There was also some annoying banner you couldn't remove above the prompt input that tried to get you to connect to gdrive.
Windows 11, iOS7, iOS26 are just some example of non Web UIs, which focused first on optimizing for sales, i.e. making something look good without thinking about usability implications.
Fortunately usability testing is still pretty much a thing. Good articles here: https://www.nngroup.com/search/?q=usability+testing
I realize this is already a problem for other jobs, which require working with SAAS, but it seems odd to me that now some developers will fall into this "helpless" category as well.
"Well, what do you do when the power goes out?", he asked.
"I go home, just like you would.", I said with a smile.
He paused for a moment and nodded, "you know, you're absolutely right".
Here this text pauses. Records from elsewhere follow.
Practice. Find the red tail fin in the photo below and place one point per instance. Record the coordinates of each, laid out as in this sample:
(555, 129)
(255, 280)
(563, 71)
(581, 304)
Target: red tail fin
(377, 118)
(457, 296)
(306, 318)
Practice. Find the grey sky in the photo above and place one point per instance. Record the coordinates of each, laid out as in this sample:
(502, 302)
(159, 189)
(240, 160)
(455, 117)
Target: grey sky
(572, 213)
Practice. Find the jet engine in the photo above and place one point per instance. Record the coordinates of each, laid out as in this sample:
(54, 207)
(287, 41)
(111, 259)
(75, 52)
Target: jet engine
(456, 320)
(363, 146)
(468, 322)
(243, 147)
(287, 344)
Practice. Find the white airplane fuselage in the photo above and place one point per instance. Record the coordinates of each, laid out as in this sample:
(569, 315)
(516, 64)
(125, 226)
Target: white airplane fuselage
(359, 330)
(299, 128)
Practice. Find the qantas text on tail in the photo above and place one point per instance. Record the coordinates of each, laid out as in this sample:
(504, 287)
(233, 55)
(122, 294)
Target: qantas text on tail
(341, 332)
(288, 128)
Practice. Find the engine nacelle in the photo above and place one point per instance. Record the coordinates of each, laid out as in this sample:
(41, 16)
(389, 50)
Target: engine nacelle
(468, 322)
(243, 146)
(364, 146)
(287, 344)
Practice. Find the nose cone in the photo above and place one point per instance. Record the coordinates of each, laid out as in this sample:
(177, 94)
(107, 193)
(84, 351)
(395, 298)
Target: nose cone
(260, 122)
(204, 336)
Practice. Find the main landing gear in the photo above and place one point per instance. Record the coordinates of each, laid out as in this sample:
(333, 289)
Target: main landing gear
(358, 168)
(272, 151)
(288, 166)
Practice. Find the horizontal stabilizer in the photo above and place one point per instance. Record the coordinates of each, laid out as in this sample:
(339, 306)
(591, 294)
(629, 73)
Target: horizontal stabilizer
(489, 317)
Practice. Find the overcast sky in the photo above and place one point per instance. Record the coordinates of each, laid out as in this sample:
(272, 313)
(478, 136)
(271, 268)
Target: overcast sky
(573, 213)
or, take the brief, unscheduled break.
Most corporate cultures need it ;]
Serious answer: I can write code manually, but it feels like a waste of time. I'll just go for a walk to synthesize my ideas if a service was down, and I don't think not writing actual code for a day is a huge problem. So focus on health and maybe even talk to humans.
What do devs do when Github or Gitlab is down?
AWS? GCP? Azure?
Or whatever Atlassian product they're using.
Plus, most devs do a bit more than just produce lines of code.
Even the engineers at these AI companies can't use these LLMs to fix an outage when there is one. Especially SREs.
But if one has to just sit there and "wait" for the outage to subside then perhaps the kitchen timer just went off and declared that these "developers" are cooked.
The answer: audibly swear out loud.
They’re like sheep, but a bit smarter.
We usually try to figure out how to build reliability/redundancy in step with what we require to function as a society under most circumstances without taking outsized losses.
When things go worse than anticipated, we take the hit, try to recover and maybe learn to strengthen the system afterwards. I would rate us roughly okay-ish at that, mostly because I don't know what to compare it to, since we are the only species to do it at this level to my knowledge.
They were broken for a week, I found several people talking about it on Reddit. But no word from Anthropic, no status page info.
I opened a support request, there was no response until 3 or 4 days later when someone messaged to say that it was fixed, and a status page related to it magically appeared.
TBH I'm not so irritated by this. It keeps me grounded, and saves me from being unconsciously outsourcing all the hard work of thought process to AI.
OAuth Request Failed Internal server error
Fix for me: Hopefully will work for you guys too, I logged out of claude, restarted cursor, used the anthropic console login method instead of normal login, when you click the link it gives you an option to signin with chat credentials instead, there it did not work, I pressed the link given in claude a few times and kept trying, finally I was given a pastable code, this took a while to be accepted in terminal but now is logged in.
hope it works for someone else aswell!!
It's not as smart as Opus by the way. Seems to match Sonnet.